Can the Taliban tame the TTP?
It started in 1948 when the first non-state actors were used to liberate Kashmir. The invasion eventually led to the breakup of Kashmir into two. One came under the influence of Pakistan, and the other was retained by India — the occupied Kashmir, as we call it. That first experiment to use non-state actors as proxies would, in time, become a part of our foreign policy built around the ideology of Jihad. It assisted us full throttle during the Soviet-Afghan war. We later used the methodology in various attempts to weaken India’s grip on the Kashmir issue until we lost the plot in the Kargil theatre.
Pakistan’s romance with non-state actors came full circle after 9/11. At the turn of the century, Pakistan was standing at the receiving end of its harvest — accused of manufacturing terrorists. By 2007 the elephant in the room was not the state but the non-state actors. The first attempt to push the elephant out was made in Lal Masjid which had become the epicentre of militancy. In the military operation launched against the Mosque, we lost 10 commandoes and more than 1,000 students of the Mosque’s madrassa.
It was a beginning of a new war in Pakistan. The militant now called the Tehreek-e-Taliban Pakistan (TTP), and before that as the good Taliban, vowed to take militancy to every part of the country. It happened exactly that way. From Karachi to Khyber, Pakistan rocked with bomb blasts. In addition, TTP carried out some high-profile terrorists acts: a deadly assault on Pakistan Navy’s largest airbase in 2011; an attack on Karachi airport in 2014; ex-PM Benazir Bhutto’s murder in 2007 as claimed by them; and the Army Public School (APS) massacre in 2014. TTP’s onslaught also marred two consecutive elections of 2008 and 2013. Other than killing political leaders and workers, the militant group made campaigning difficult and almost undoable for the centre-left political parties.
However, it was the APS mayhem that left Pakistan with no option but to go after terrorists with full force. The incident would soon become a catalyst of change in Pakistan’s ideological and security policies, and the war that the TTP began was taken to its roots. The rot was shed incrementally across Pakistan which started becoming peaceful.
As the sounds of bombs and gunshots fell silent, the enemy also shifted gear and moved from our backyards (ex-FATA) to Afghanistan. The TTP found new allies in al-Qaeda, the Afghan Taliban, India-focused Punjabi militants, and even Daesh (ISIS). It also found a new supporter in the former Afghan government and India. They helped the battered TTP reorient and redefine its goals. Since then, the group has targeted only Pakistan’s security, intelligence and law enforcement agencies. As a result, thousands of officers and soldiers have been killed in K-P and Balochistan provinces of Pakistan that border Afghanistan.

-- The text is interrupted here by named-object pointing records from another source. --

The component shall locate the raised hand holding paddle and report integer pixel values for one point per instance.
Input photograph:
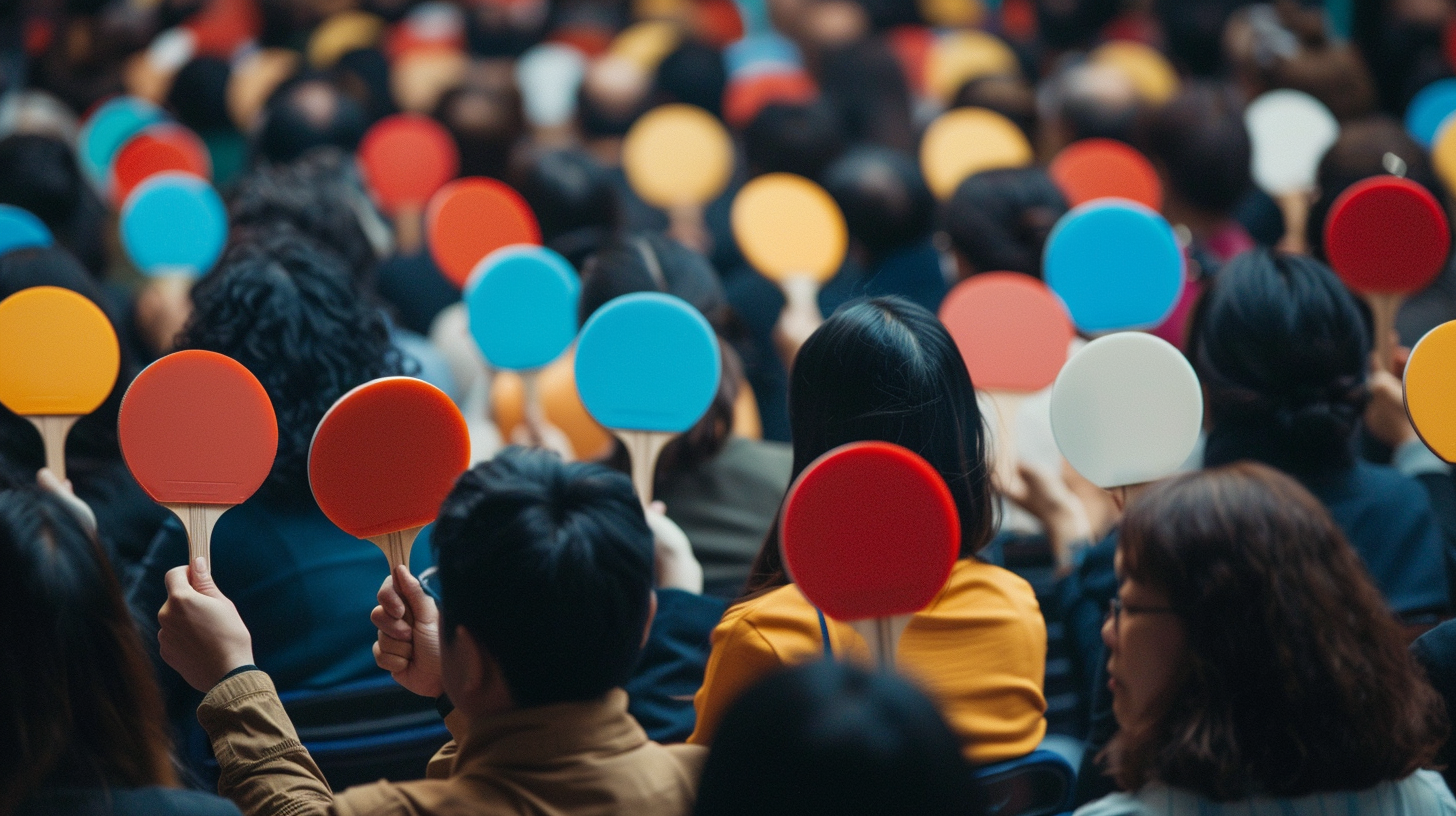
(58, 360)
(869, 535)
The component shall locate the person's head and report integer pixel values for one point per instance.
(832, 739)
(1252, 656)
(574, 200)
(79, 705)
(654, 263)
(885, 201)
(885, 369)
(283, 306)
(546, 580)
(999, 220)
(1201, 149)
(307, 112)
(792, 139)
(1282, 351)
(40, 174)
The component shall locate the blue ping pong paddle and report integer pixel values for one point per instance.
(1116, 264)
(21, 229)
(107, 130)
(1429, 108)
(647, 369)
(173, 225)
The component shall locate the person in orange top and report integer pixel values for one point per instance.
(885, 369)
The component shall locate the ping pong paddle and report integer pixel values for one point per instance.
(967, 140)
(383, 459)
(58, 360)
(1386, 238)
(523, 312)
(1105, 168)
(1014, 334)
(173, 225)
(471, 217)
(21, 229)
(1290, 133)
(647, 369)
(1430, 389)
(159, 149)
(869, 535)
(1116, 264)
(791, 229)
(200, 436)
(679, 158)
(1126, 410)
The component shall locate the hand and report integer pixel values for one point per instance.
(56, 487)
(408, 650)
(1385, 417)
(676, 564)
(203, 636)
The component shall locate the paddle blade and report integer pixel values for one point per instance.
(58, 353)
(1126, 410)
(198, 429)
(386, 455)
(869, 531)
(648, 362)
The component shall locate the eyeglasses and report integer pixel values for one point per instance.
(1116, 608)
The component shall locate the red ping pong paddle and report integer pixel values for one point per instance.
(200, 436)
(383, 459)
(1386, 238)
(869, 535)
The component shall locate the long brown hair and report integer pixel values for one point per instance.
(79, 705)
(1298, 676)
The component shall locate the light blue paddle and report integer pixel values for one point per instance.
(647, 369)
(1116, 264)
(173, 225)
(21, 229)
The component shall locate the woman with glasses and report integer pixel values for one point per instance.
(1254, 665)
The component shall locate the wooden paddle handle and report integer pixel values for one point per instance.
(644, 448)
(53, 434)
(198, 520)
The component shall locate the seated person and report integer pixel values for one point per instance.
(546, 596)
(1254, 666)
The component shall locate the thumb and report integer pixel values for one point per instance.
(414, 593)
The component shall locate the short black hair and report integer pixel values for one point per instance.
(549, 566)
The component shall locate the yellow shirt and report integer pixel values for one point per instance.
(979, 650)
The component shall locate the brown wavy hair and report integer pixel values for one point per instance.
(1298, 676)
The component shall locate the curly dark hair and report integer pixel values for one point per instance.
(1298, 678)
(281, 305)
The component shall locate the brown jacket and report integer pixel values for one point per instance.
(567, 759)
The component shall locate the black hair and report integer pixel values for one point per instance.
(1201, 144)
(885, 201)
(885, 369)
(40, 174)
(792, 139)
(999, 220)
(551, 569)
(1282, 350)
(837, 740)
(283, 306)
(305, 112)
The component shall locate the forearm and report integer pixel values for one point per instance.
(264, 767)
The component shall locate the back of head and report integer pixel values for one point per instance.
(77, 701)
(829, 739)
(1200, 144)
(1296, 676)
(999, 220)
(551, 569)
(885, 201)
(1280, 347)
(284, 306)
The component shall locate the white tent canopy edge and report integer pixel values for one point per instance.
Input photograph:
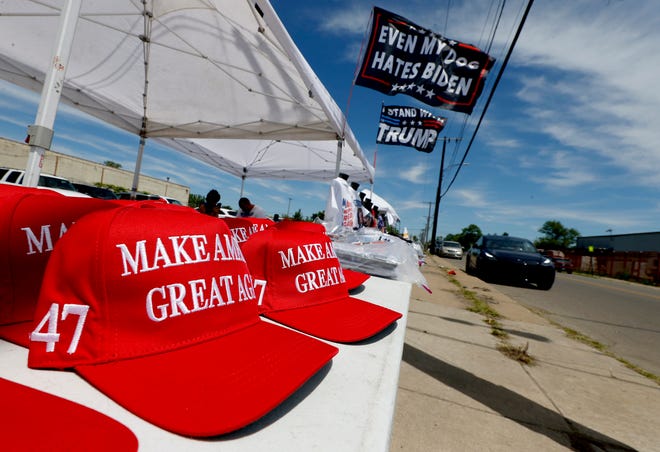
(288, 103)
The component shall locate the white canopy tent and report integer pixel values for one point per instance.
(190, 72)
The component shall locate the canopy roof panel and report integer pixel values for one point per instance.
(193, 68)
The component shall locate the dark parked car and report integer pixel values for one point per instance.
(95, 192)
(509, 258)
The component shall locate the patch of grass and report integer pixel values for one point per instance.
(480, 306)
(517, 352)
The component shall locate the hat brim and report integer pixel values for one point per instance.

Pakistan repeatedly asked the Karzai and Ghani governments to stop the tide of terrorism from flowing into Pakistan. But, it flowed even more ferociously. Then came the Taliban government in August 2021; and foreseeing the power of the TTP, eclipsed because of a friendly government in power, Pakistan extended proposal for a truce and asked the Taliban to mediate peace. It did not happen. The Taliban failed to convince TTP to stop attacks on Pakistan despite their ideological similarities with the outfit. One ceasefire attempt has already failed. Would a subsequent ceasefire survive, as Afghanistan’s Ambassador in Pakistan Sardar Ahmed Khan Shakib has shown willingness to work for it? The answer to this question is becoming as muddy as Pakistan’s expectation of a peaceful, modern and progressive Afghanistan under the Taliban.
How does Pakistan hope to get a lease of peaceful truce with the TTP when its ideological partner, the Afghan Taliban, has reneged from its commitment to honour human rights and international agreements? Also, the probability of nudging TTP to resolve differences with Pakistan has dimmed after the Afghan Taliban attack on the fence at the border.
Published in The Express Tribune, January 22nd, 2022.